Detection and classification of defect patterns on semiconductor wafers

IIE Transactions, Dec, 2006 by Chih-Hsuan Wang, Way Kuo, Halima Bensmail

1. Introduction

The manufacture of integrated circuits is a complex and costly process that involves hundreds of steps and requires the monitoring of many process parameters throughout the production process. Today, even using highly automated and precisely positioned equipment located in a near-dust-free clean room and operated by well-trained process engineers, the occurrence of point defects still cannot be avoided (Kuo et al, 1998; Kuo and Kim, 1999). Since clustered point defects on a wafer are often due to process problems or human mistakes, information about cluster size, geometric shape, and spatial location is extremely valuable to process engineers seeking to recognize potential production problems. In general, defect patterns can be regarded as a superposition of two main components acting independently (Friedman et al., 1997; Hansen et al., 1997): the first is random point defects (particle related) and the second is systematic clusters (process related). Random point defects are often regarded as being due to problems in the clean room and tend to rise and fall with the overall cleanliness of the environment. Systematic defects caused by assignable cause are, however, usually attributed to process equipment faults and/or human mistakes.

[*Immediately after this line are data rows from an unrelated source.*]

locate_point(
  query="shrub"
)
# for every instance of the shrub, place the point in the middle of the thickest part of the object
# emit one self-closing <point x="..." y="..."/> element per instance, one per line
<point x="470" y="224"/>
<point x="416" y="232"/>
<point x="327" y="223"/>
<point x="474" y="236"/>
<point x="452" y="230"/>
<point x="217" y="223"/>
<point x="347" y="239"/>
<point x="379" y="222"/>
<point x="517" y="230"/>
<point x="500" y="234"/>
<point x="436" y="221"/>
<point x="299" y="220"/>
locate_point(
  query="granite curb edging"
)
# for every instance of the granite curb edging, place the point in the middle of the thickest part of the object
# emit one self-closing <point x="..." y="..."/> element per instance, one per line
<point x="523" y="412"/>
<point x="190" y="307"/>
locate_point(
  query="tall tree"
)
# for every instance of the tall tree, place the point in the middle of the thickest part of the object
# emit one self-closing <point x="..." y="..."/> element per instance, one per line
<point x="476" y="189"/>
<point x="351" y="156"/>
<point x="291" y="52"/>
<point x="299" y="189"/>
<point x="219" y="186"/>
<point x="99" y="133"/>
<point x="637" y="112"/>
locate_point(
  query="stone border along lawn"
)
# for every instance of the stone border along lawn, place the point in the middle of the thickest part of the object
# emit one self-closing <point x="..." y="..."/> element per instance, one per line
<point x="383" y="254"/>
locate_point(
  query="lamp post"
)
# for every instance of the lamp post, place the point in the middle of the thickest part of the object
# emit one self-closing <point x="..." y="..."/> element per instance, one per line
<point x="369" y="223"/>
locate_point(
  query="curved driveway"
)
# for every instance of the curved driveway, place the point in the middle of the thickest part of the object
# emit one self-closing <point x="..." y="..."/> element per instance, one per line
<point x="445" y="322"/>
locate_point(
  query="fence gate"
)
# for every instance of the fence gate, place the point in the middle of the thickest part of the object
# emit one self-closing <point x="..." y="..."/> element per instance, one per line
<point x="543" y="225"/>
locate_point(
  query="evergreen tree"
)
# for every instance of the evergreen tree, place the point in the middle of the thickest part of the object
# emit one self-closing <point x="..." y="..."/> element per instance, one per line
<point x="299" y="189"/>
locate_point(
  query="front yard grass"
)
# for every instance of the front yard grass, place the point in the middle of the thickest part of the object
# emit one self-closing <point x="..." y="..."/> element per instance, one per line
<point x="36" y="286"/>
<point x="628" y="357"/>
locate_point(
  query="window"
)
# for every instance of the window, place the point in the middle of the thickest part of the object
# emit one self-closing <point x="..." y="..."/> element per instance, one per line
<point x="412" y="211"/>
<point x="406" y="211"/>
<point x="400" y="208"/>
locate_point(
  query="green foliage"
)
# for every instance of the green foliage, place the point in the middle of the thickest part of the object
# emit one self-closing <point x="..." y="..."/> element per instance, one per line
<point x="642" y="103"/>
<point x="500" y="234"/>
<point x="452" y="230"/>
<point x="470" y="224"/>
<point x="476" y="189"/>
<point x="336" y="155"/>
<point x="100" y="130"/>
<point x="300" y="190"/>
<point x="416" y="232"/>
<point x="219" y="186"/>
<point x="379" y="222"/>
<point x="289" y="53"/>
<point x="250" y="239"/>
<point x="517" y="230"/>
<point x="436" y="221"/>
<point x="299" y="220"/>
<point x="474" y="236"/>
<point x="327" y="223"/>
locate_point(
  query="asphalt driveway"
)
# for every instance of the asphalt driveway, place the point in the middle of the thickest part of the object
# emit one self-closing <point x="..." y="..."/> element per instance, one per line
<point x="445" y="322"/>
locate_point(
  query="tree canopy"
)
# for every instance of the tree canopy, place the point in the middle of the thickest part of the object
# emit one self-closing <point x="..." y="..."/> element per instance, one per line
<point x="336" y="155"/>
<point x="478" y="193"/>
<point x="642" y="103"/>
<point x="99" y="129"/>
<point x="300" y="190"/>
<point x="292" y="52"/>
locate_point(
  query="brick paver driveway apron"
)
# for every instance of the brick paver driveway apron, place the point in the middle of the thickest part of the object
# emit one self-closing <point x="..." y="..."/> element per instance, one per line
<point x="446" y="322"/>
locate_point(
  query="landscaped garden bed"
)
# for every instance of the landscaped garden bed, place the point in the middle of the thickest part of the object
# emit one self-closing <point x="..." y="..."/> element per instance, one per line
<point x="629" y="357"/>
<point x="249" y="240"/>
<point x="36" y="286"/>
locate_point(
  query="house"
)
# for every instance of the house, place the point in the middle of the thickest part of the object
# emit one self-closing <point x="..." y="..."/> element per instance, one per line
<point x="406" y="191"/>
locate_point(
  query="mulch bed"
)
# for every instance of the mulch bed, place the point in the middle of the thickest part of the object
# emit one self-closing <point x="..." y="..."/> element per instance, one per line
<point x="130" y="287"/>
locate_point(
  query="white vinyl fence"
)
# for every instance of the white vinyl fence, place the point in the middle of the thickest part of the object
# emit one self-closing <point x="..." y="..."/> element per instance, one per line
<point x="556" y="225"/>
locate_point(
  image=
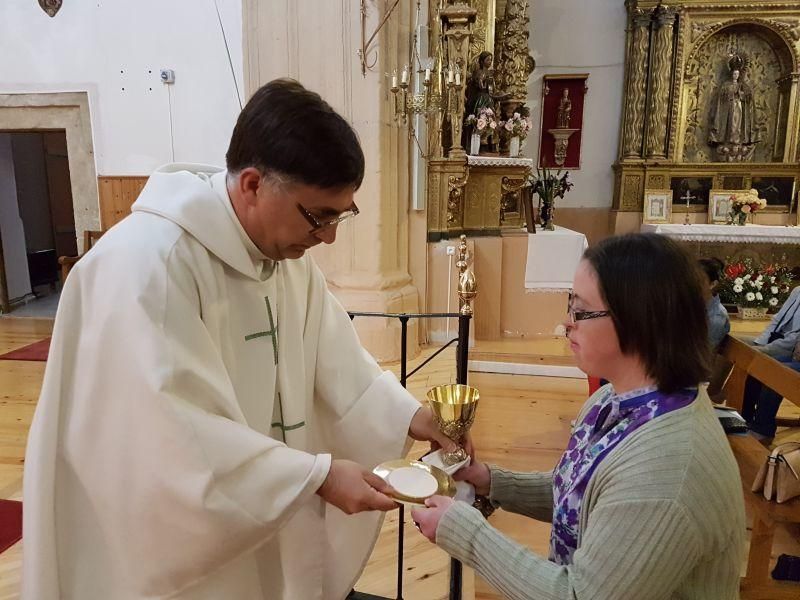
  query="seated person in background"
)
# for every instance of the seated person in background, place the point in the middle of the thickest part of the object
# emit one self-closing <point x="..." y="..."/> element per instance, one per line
<point x="761" y="403"/>
<point x="779" y="338"/>
<point x="646" y="501"/>
<point x="718" y="323"/>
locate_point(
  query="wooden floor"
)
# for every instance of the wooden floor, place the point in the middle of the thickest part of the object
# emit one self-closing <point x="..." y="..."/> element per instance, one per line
<point x="522" y="423"/>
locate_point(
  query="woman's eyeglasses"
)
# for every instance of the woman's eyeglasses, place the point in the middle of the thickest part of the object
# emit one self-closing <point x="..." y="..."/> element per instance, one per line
<point x="317" y="225"/>
<point x="583" y="315"/>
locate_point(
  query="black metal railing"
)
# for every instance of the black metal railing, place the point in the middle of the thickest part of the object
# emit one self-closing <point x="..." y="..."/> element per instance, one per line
<point x="462" y="363"/>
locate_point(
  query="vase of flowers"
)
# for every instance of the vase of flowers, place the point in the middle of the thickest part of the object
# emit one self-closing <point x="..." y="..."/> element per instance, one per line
<point x="516" y="129"/>
<point x="744" y="204"/>
<point x="754" y="289"/>
<point x="549" y="187"/>
<point x="483" y="125"/>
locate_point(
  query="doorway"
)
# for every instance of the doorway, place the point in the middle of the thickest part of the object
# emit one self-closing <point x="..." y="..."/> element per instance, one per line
<point x="37" y="223"/>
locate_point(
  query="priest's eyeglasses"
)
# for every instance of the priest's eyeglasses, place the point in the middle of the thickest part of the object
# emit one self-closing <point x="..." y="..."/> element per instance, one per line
<point x="583" y="315"/>
<point x="317" y="225"/>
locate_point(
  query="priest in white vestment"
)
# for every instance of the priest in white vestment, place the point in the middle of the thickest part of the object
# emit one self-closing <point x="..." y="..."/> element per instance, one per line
<point x="206" y="394"/>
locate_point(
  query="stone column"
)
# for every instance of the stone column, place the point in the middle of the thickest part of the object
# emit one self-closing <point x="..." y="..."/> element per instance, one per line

Reducing random point defects needs a long-term gradual improvement in clean room operation protocols or an expensive equipment overhaul, however, removing systematic defects requires a series of automatic detection and classification processes. An important objective of defect recognition (including defect detection and defect classification) is the early identification of process problems (Chou et al., 1997). Defect detection consists in removing the random defects from the measured data (denoising) whilst defect classification consists in sorting systematic defects into a set of predefined and meaningful categories. The defect patterns on a wafer contain useful information which can be used to highlight potential manufacturing problems for example: (i) an elliptical zone often arises due to problems in the thin film deposition process; (ii) a circular ring is due to problems in the etching step; and (iii) a linear scratch is a result of machine handling problems (Chen and Liu, 2000; Liu et al., 2002). In addition, if the pattern is located around the wafer center (bulls eye) or along the wafer's edge (circular ring), this may be a result of nonuniformities created in the thin film deposition process or an uneven temperature distribution during the rapid thermal annealing process (Hansen et al., 1997). Therefore, identifying meaningful defect patterns on a wafer and relating them to their root causes is a critical step towards successful semiconductor manufacture.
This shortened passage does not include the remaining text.